"Few would consider Romania a climate leader but on one metric it has found the holy grail of the energy transition. The country has decoupled economic growth from pollution faster than anywhere else in Europe, and perhaps even the world. Its net greenhouse gas emissions intensity fell by 88% between 1990 and 2023, the latest data shows, meaning each dollar's worth of economic activity heats the planet almost 10 times less than it did before."

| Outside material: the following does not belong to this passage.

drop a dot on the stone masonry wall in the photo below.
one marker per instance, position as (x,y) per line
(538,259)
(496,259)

"The sun-lit plots of silicone and glass will join a slew of projects that have rendered the Romanian economy unrecognisable from its polluted state when communism ended. They include an onshore windfarm near the Black Sea that for several years was Europe's biggest, a nuclear power plant by the Danube whose lifetime is being extended by 30 years, and a fast-spreading patchwork of solar panels topping homes and shops across the country."

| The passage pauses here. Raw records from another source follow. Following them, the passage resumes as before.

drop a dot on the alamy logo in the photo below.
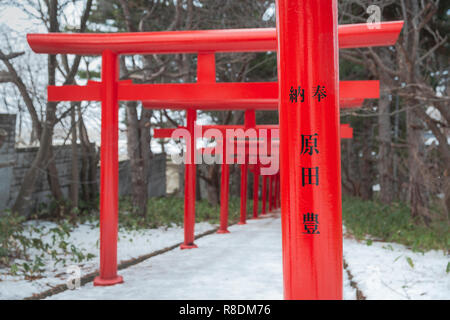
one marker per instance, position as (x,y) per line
(234,146)
(374,20)
(73,281)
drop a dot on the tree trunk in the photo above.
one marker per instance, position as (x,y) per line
(384,149)
(139,155)
(74,185)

Romania is undergoing a rapid energy transformation driven by large-scale solar projects, expanded wind capacity and extended nuclear operations. New plants include a 760MW solar farm near Bucharest, an approved 1GW plant in the north-west, an onshore windfarm by the Black Sea and a Danube nuclear plant whose lifetime is extended by 30 years. Widespread rooftop solar and battery storage support after-dark supply. Economic restructuring after communism collapsed heavy industry and fossil-fuel use, enabling a dramatic fall in emissions. Net greenhouse gas emissions intensity fell 88% between 1990 and 2023 and total emissions dropped by 75%.